Showing posts with label Hope. Show all posts
Showing posts with label Hope. Show all posts

Tuesday, January 22, 2013

bump #44: glimmers of hope

I was cleaning out my car this afternoon and found these...


I'm going to risk y'all thinking I'm a crazy person and tell you why I had these binkies in the first place. Two months ago when we were in the middle of our third iui, I found a pacifier on the ground in the parking lot right next to my car. I stepped around it and sat down in the driver seat but before I closed my door I had a thought. My first thought was "eww gross" because those things are full of germs. But then I thought, "hmm. finding a binky seems like a sweet little reminder that perhaps a baby is near and maybe this will finally be our month." You know, like a pot of gold at the end of the rainbow (except really a filthy chew toy for an infant). So I picked it up {with a tissue} and kept it.

And then a few days later Andrew found a pacifier on the ground right in front of our mail box. Random, right?!  So we started this little collection thinking how crazy it was that we kept finding binkies everywhere we went. Like some sort of strange scavenger hunt.

We were super hopeful that those binkies signified some good news. But a few days later we learned that our 3rd iui failed. And those "good luck" binkies were nothing of the sort. They were just plain, old, yucky binks neglected and forgotten. In fact, I forgot all about them until today. And for the record, I finally threw them away. But at the time they offered some small glimmer of hope. Which makes me think how silly some of the things I place my hope in are.

"Why are you downcast, O my soul? Why so disturbed within me?
Put your hope in God, for I will yet praise him, my Savior and my God."  Psalm 43:5

Monday, August 6, 2012

bump #24: be still



Sorry for the hiatus! Let’s catch up, shall we?

I am still alive.
I am still not pregnant.

 
Be still and know that I am God.”

 
Still doesn’t sound like a great place to be, it sounds counter-productive and lazy (spoken from a true obsessive-compulsive, multi-tasking busy-body). I don’t have the patience or desire to just chill and be still. And yet I hear God clearly telling me to be still right now.

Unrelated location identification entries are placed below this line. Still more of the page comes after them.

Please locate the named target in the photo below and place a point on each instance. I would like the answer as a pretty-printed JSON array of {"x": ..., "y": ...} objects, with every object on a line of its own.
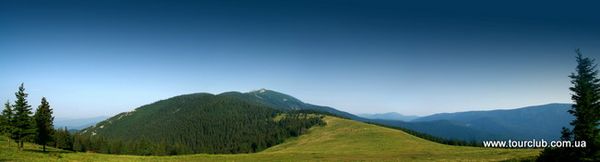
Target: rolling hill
[
  {"x": 339, "y": 140},
  {"x": 195, "y": 123}
]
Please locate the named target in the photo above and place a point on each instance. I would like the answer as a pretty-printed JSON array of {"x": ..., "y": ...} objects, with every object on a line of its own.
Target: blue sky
[{"x": 93, "y": 58}]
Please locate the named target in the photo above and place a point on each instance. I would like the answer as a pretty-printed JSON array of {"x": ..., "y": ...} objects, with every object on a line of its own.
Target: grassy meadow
[{"x": 339, "y": 140}]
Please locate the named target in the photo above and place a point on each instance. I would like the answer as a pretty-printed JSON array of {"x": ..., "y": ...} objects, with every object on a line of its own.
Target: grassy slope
[{"x": 340, "y": 140}]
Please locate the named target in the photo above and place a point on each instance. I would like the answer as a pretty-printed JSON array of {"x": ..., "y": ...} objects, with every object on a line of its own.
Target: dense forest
[{"x": 195, "y": 123}]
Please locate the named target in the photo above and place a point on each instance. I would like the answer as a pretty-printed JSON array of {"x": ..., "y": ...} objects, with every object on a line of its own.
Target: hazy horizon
[{"x": 97, "y": 58}]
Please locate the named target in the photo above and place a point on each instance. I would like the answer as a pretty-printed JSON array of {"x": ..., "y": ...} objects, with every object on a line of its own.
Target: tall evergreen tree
[
  {"x": 43, "y": 122},
  {"x": 586, "y": 96},
  {"x": 6, "y": 126},
  {"x": 22, "y": 120},
  {"x": 586, "y": 89}
]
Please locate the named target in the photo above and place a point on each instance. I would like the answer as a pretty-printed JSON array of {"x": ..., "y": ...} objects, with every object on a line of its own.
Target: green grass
[{"x": 340, "y": 140}]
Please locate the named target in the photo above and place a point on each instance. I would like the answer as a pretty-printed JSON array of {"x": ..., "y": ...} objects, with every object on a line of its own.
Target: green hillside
[
  {"x": 194, "y": 123},
  {"x": 339, "y": 140}
]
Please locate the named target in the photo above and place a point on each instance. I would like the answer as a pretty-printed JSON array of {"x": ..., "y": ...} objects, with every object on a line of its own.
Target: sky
[{"x": 92, "y": 58}]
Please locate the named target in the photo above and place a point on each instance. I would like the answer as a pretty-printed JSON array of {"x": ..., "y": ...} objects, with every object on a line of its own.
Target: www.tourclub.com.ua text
[{"x": 533, "y": 144}]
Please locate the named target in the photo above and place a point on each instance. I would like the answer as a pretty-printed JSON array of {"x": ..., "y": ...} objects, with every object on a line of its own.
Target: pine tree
[
  {"x": 43, "y": 121},
  {"x": 586, "y": 96},
  {"x": 22, "y": 121},
  {"x": 586, "y": 88},
  {"x": 6, "y": 126}
]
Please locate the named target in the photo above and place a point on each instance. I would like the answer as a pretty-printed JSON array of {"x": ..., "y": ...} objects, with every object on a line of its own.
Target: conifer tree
[
  {"x": 43, "y": 122},
  {"x": 6, "y": 126},
  {"x": 586, "y": 89},
  {"x": 586, "y": 110},
  {"x": 22, "y": 121}
]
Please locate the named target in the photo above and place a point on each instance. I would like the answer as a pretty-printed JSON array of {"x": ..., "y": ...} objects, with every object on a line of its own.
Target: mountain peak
[{"x": 262, "y": 90}]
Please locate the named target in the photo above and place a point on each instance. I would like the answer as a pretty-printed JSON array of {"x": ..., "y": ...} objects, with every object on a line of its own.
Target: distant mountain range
[
  {"x": 389, "y": 116},
  {"x": 533, "y": 122},
  {"x": 77, "y": 123}
]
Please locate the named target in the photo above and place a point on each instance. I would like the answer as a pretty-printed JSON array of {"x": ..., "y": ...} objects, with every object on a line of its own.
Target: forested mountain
[
  {"x": 235, "y": 122},
  {"x": 282, "y": 101},
  {"x": 196, "y": 123}
]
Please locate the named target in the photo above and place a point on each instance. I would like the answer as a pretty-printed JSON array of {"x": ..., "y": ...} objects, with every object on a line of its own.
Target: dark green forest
[{"x": 195, "y": 123}]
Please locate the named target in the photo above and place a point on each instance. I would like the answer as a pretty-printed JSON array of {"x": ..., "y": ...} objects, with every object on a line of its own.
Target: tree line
[
  {"x": 586, "y": 96},
  {"x": 20, "y": 124}
]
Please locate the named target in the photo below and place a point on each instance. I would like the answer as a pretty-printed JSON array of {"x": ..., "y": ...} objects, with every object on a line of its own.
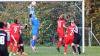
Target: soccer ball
[{"x": 33, "y": 3}]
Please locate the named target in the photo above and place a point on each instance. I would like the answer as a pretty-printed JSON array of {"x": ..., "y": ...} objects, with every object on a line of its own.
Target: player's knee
[{"x": 33, "y": 43}]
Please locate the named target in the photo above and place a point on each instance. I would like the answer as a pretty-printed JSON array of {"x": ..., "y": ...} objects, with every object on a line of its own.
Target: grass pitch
[{"x": 51, "y": 51}]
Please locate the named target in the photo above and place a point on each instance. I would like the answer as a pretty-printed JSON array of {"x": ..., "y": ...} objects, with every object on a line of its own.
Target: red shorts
[
  {"x": 68, "y": 40},
  {"x": 16, "y": 37}
]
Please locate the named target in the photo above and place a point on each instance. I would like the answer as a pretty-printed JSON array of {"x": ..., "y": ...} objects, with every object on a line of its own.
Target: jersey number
[{"x": 2, "y": 40}]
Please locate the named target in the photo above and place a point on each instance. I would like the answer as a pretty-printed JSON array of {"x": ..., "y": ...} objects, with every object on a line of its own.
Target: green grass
[{"x": 51, "y": 51}]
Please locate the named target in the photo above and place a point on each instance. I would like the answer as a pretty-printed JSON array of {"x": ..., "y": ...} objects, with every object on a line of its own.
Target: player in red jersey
[
  {"x": 69, "y": 37},
  {"x": 14, "y": 36},
  {"x": 60, "y": 30},
  {"x": 7, "y": 29}
]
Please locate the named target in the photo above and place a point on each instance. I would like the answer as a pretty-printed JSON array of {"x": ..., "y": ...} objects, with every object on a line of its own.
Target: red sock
[
  {"x": 59, "y": 43},
  {"x": 11, "y": 47},
  {"x": 15, "y": 48},
  {"x": 65, "y": 48}
]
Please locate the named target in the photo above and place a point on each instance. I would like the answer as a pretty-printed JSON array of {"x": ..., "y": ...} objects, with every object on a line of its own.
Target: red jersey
[
  {"x": 15, "y": 29},
  {"x": 60, "y": 25},
  {"x": 70, "y": 31}
]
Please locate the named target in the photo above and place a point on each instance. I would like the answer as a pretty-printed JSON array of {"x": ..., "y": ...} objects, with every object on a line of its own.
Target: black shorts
[
  {"x": 77, "y": 38},
  {"x": 3, "y": 51}
]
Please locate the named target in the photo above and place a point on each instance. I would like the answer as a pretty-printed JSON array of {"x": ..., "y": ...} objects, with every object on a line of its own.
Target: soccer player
[
  {"x": 35, "y": 25},
  {"x": 69, "y": 37},
  {"x": 14, "y": 36},
  {"x": 60, "y": 30},
  {"x": 76, "y": 42},
  {"x": 7, "y": 30},
  {"x": 3, "y": 41}
]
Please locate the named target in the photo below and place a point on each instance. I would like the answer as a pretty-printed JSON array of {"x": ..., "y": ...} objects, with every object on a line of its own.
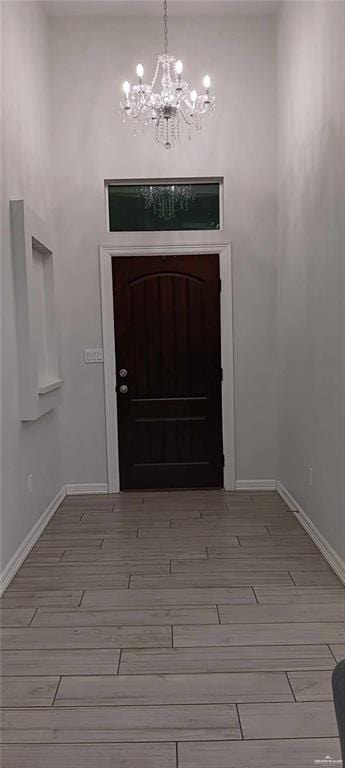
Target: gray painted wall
[
  {"x": 311, "y": 295},
  {"x": 27, "y": 448},
  {"x": 91, "y": 57}
]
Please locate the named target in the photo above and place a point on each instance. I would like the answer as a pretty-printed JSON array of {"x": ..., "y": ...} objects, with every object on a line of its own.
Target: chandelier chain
[{"x": 165, "y": 17}]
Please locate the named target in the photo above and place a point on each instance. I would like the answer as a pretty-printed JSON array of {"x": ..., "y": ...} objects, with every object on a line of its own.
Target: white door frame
[{"x": 107, "y": 253}]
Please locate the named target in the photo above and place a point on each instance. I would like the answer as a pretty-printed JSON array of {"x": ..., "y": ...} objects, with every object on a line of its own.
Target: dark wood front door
[{"x": 167, "y": 332}]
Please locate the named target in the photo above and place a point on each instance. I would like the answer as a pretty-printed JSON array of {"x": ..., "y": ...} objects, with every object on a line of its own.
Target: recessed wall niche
[{"x": 39, "y": 377}]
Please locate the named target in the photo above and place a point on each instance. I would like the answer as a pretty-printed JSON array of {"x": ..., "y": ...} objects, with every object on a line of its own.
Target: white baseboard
[
  {"x": 30, "y": 540},
  {"x": 332, "y": 557},
  {"x": 256, "y": 485},
  {"x": 77, "y": 489}
]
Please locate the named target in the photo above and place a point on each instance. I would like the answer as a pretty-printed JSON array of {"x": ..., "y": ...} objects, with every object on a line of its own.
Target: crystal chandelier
[
  {"x": 165, "y": 199},
  {"x": 169, "y": 105}
]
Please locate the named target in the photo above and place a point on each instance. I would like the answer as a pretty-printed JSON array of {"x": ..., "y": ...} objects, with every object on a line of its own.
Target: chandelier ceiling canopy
[{"x": 168, "y": 101}]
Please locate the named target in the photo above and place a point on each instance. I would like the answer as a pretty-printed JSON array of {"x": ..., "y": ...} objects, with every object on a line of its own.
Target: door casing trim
[{"x": 106, "y": 254}]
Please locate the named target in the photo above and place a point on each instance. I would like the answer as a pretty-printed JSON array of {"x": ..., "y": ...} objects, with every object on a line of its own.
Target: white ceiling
[{"x": 153, "y": 7}]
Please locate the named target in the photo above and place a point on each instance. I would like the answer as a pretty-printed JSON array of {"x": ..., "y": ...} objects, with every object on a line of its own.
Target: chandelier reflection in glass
[
  {"x": 167, "y": 199},
  {"x": 170, "y": 105}
]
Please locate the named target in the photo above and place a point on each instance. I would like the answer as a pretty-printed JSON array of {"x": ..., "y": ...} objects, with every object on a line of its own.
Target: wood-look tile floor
[{"x": 171, "y": 630}]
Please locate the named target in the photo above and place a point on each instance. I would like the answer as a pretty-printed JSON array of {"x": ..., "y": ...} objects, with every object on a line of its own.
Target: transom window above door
[{"x": 148, "y": 206}]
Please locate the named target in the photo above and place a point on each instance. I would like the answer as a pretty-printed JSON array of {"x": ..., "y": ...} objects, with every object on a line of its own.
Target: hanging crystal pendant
[{"x": 167, "y": 199}]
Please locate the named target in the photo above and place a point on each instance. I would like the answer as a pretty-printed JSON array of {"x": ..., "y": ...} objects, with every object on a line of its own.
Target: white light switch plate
[{"x": 93, "y": 356}]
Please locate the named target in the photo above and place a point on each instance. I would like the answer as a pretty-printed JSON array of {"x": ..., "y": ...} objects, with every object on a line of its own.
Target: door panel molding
[{"x": 107, "y": 253}]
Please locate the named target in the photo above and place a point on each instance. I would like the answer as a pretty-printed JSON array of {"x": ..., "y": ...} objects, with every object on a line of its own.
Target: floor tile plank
[
  {"x": 154, "y": 755},
  {"x": 256, "y": 658},
  {"x": 275, "y": 613},
  {"x": 28, "y": 691},
  {"x": 288, "y": 721},
  {"x": 86, "y": 637},
  {"x": 259, "y": 634},
  {"x": 294, "y": 595},
  {"x": 16, "y": 617},
  {"x": 275, "y": 753},
  {"x": 338, "y": 651},
  {"x": 151, "y": 616},
  {"x": 200, "y": 722},
  {"x": 60, "y": 662},
  {"x": 310, "y": 685},
  {"x": 173, "y": 689},
  {"x": 139, "y": 598},
  {"x": 185, "y": 580}
]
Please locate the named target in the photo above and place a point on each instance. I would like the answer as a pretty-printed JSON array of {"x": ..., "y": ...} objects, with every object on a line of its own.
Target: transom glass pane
[{"x": 154, "y": 207}]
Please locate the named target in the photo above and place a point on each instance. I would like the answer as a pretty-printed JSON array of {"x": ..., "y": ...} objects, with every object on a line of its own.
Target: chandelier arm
[{"x": 188, "y": 122}]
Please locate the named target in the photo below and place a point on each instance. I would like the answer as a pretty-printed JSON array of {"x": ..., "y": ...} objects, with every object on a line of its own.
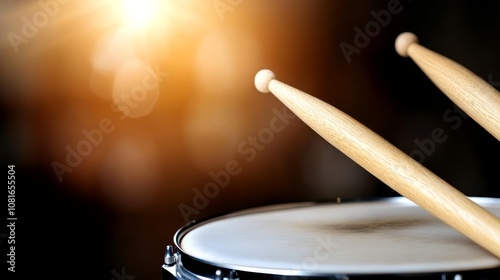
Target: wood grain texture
[
  {"x": 393, "y": 167},
  {"x": 472, "y": 94}
]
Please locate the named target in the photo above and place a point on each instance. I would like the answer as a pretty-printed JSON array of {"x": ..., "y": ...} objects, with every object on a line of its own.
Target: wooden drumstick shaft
[
  {"x": 389, "y": 164},
  {"x": 472, "y": 94}
]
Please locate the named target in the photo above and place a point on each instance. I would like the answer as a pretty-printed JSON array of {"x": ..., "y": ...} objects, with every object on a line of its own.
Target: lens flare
[{"x": 138, "y": 14}]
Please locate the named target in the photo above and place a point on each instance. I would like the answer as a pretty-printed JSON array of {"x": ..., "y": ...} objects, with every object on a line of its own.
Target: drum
[{"x": 380, "y": 239}]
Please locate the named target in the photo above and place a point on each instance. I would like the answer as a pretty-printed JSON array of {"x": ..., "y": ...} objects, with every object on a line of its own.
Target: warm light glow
[{"x": 138, "y": 14}]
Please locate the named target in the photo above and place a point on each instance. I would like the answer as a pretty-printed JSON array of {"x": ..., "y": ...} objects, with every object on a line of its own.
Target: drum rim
[{"x": 180, "y": 233}]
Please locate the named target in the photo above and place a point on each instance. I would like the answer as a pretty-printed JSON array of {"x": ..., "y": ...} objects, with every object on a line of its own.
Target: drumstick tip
[
  {"x": 404, "y": 41},
  {"x": 262, "y": 80}
]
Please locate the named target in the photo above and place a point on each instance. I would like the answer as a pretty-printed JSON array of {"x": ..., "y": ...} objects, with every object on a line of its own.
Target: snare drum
[{"x": 382, "y": 239}]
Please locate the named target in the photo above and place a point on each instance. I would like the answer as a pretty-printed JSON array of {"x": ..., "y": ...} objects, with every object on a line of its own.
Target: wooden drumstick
[
  {"x": 389, "y": 164},
  {"x": 472, "y": 94}
]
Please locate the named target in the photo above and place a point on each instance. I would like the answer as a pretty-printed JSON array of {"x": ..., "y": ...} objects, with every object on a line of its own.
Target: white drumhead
[{"x": 378, "y": 237}]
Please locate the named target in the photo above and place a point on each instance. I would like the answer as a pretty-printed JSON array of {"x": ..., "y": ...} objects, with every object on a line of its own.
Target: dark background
[{"x": 116, "y": 212}]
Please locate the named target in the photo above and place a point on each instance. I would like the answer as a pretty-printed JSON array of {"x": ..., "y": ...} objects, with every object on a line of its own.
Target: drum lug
[
  {"x": 233, "y": 275},
  {"x": 169, "y": 266}
]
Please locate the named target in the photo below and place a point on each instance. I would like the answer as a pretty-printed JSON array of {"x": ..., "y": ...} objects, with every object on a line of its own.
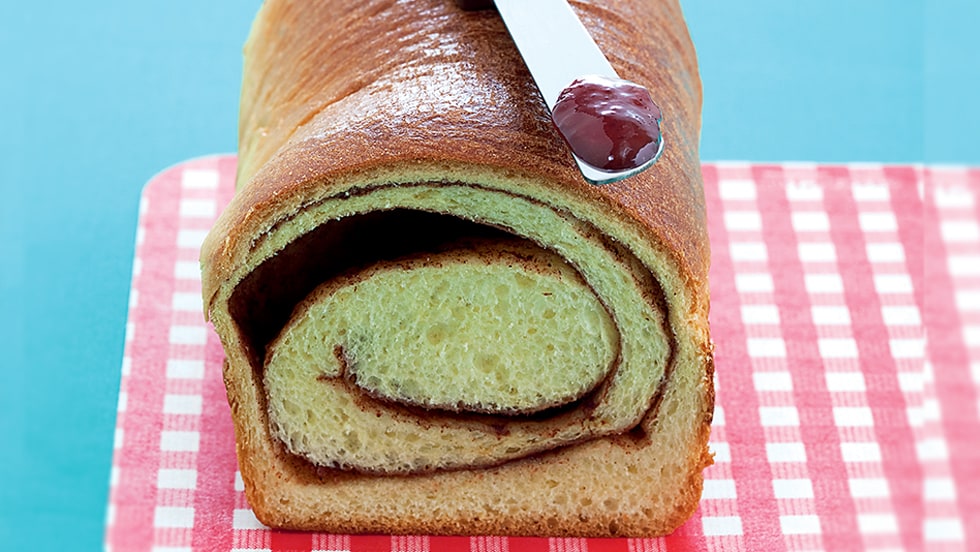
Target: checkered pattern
[{"x": 838, "y": 425}]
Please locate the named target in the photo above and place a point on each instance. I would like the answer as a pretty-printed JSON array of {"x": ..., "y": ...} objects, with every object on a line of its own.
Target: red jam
[{"x": 611, "y": 124}]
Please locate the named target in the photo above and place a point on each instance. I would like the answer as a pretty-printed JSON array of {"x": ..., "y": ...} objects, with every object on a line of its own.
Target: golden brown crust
[
  {"x": 455, "y": 90},
  {"x": 339, "y": 94}
]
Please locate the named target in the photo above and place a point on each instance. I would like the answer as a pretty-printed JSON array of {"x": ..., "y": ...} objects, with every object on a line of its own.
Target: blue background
[{"x": 96, "y": 97}]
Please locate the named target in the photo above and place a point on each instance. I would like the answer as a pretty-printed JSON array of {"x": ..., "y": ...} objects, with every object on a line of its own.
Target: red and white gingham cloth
[{"x": 839, "y": 426}]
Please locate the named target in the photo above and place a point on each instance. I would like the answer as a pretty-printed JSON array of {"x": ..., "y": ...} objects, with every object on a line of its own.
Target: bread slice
[{"x": 431, "y": 323}]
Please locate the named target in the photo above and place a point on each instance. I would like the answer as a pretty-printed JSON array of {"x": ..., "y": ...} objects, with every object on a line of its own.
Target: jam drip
[{"x": 611, "y": 124}]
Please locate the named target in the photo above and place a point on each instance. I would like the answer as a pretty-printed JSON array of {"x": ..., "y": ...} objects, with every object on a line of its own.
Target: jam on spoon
[{"x": 611, "y": 124}]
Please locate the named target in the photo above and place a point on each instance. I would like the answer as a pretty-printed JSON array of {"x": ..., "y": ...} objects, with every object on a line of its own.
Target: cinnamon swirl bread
[{"x": 432, "y": 323}]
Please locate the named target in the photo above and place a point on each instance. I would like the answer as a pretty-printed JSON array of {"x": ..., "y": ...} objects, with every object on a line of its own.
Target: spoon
[{"x": 611, "y": 125}]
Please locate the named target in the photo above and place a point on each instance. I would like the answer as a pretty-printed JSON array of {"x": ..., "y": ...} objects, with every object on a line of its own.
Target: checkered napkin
[{"x": 838, "y": 425}]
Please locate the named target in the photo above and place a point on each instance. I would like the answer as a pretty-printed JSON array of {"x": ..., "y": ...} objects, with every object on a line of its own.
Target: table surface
[{"x": 100, "y": 96}]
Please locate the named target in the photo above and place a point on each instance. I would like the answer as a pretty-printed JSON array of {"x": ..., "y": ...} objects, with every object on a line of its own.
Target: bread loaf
[{"x": 432, "y": 323}]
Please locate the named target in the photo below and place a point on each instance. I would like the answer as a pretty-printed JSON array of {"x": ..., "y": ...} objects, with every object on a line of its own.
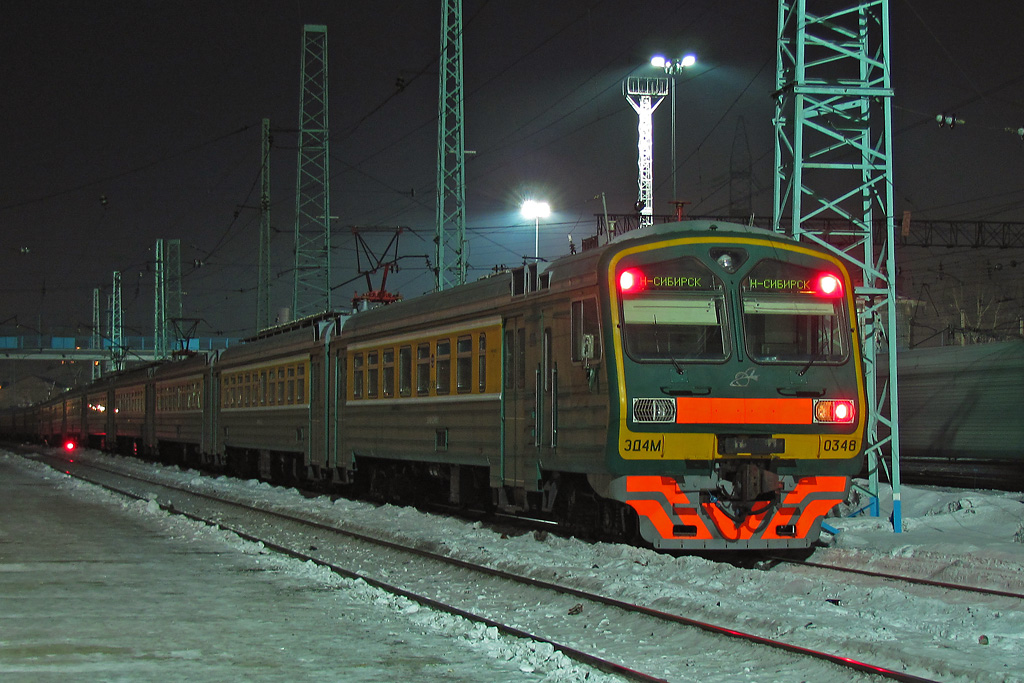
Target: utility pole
[
  {"x": 834, "y": 158},
  {"x": 450, "y": 241},
  {"x": 311, "y": 293},
  {"x": 645, "y": 94},
  {"x": 263, "y": 282}
]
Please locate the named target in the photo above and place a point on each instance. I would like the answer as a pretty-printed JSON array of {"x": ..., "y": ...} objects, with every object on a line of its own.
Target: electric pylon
[
  {"x": 834, "y": 160},
  {"x": 451, "y": 237},
  {"x": 645, "y": 94},
  {"x": 312, "y": 205}
]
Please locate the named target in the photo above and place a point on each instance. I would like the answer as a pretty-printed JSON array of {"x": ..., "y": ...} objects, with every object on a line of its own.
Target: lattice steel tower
[
  {"x": 451, "y": 237},
  {"x": 159, "y": 305},
  {"x": 834, "y": 160},
  {"x": 645, "y": 94},
  {"x": 263, "y": 266},
  {"x": 115, "y": 325},
  {"x": 312, "y": 204}
]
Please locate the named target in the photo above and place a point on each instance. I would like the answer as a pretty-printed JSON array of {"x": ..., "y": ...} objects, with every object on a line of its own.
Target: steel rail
[
  {"x": 901, "y": 579},
  {"x": 844, "y": 662}
]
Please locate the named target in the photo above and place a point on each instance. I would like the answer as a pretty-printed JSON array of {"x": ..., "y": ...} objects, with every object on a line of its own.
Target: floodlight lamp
[{"x": 535, "y": 210}]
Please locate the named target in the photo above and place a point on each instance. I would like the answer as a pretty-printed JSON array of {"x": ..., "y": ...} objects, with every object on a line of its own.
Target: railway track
[{"x": 633, "y": 641}]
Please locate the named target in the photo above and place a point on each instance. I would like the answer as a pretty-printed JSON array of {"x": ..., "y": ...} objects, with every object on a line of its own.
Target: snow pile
[{"x": 973, "y": 537}]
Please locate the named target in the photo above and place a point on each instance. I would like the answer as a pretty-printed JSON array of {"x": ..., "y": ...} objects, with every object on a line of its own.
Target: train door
[
  {"x": 520, "y": 407},
  {"x": 316, "y": 457}
]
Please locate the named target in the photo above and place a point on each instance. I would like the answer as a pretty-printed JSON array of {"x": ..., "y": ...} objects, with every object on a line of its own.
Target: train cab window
[
  {"x": 547, "y": 359},
  {"x": 464, "y": 365},
  {"x": 788, "y": 317},
  {"x": 520, "y": 358},
  {"x": 423, "y": 370},
  {"x": 406, "y": 371},
  {"x": 509, "y": 358},
  {"x": 357, "y": 376},
  {"x": 481, "y": 364},
  {"x": 373, "y": 372},
  {"x": 443, "y": 358},
  {"x": 673, "y": 312},
  {"x": 585, "y": 325},
  {"x": 387, "y": 373}
]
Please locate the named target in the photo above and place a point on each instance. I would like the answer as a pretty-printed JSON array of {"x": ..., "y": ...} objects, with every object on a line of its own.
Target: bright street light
[{"x": 537, "y": 211}]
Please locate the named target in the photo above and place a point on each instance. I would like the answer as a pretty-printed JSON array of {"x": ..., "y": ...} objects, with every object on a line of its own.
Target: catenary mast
[
  {"x": 311, "y": 293},
  {"x": 450, "y": 241}
]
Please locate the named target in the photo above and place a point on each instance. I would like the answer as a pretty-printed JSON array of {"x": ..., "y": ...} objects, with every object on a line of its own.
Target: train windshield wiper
[{"x": 657, "y": 348}]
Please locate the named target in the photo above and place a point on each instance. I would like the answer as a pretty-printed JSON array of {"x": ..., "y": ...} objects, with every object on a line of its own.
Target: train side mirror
[{"x": 587, "y": 349}]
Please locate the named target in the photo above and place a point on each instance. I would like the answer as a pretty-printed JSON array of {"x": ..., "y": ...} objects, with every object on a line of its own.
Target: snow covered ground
[{"x": 950, "y": 535}]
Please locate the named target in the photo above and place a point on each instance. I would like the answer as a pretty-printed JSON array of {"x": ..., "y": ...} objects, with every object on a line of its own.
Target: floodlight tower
[
  {"x": 645, "y": 94},
  {"x": 834, "y": 160},
  {"x": 451, "y": 238},
  {"x": 311, "y": 293},
  {"x": 263, "y": 279},
  {"x": 159, "y": 305}
]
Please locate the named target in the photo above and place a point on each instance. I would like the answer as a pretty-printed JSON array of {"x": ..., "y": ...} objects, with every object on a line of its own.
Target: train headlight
[
  {"x": 828, "y": 286},
  {"x": 631, "y": 281},
  {"x": 832, "y": 411},
  {"x": 653, "y": 410}
]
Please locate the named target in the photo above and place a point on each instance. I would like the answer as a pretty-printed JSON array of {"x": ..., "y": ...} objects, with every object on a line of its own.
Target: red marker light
[
  {"x": 631, "y": 281},
  {"x": 829, "y": 286},
  {"x": 834, "y": 411}
]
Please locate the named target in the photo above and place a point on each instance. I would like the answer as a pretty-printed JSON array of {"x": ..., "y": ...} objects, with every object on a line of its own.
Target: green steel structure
[
  {"x": 834, "y": 160},
  {"x": 312, "y": 204},
  {"x": 116, "y": 331},
  {"x": 97, "y": 334},
  {"x": 263, "y": 267},
  {"x": 450, "y": 240}
]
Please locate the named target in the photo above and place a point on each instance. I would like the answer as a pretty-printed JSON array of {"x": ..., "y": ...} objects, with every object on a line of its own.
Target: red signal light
[
  {"x": 829, "y": 286},
  {"x": 631, "y": 281}
]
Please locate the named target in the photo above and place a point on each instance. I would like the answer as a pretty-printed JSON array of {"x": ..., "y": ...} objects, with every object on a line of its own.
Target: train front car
[{"x": 737, "y": 399}]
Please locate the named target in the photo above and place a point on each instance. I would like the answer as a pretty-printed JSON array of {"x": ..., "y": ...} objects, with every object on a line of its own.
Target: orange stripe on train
[{"x": 701, "y": 411}]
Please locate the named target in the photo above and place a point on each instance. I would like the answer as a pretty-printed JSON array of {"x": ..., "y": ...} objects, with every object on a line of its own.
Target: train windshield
[
  {"x": 795, "y": 314},
  {"x": 673, "y": 312}
]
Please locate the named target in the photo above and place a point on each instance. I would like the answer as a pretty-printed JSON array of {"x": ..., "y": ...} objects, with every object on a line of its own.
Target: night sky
[{"x": 157, "y": 107}]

The conversation goes something like this:

Me: God, what in the world is wrong with me? Why can’t I have a baby?

God: Be still and know that I am God
Me: Ok, but what about the six girls on my newsfeed that had perfect, precious babies last week? They are the same age I was when I started trying to get pregnant. What’s up with that?
God: Be still and know that I am God.
Me: Um yeah, you said that already. Duly noted.  Thinks ’yeah, I’ll have plenty of time to be still once I have a nice big baby bump and am restricted to bed rest.’ 
God: {face palm} - at least that’s what I imagine his response to be :)

 
The conversation doesn’t always end there, but His response is always the same. It’s kind of infuriating. Until I realize that He keeps telling me the same thing not because he is a recorder on playback, but because I am simply not getting it. His words go right over my head (FYI: I am 4’11” so most things do go right over my head!) Perhaps He is a little infuriated with my response as well. Ugh. I keep missing the point. Can anyone relate? I so want to please my heavenly Father and live a life that reflects his truth, but my tiny brain just can’t fathom how He loves me so much when I miss the mark so bad.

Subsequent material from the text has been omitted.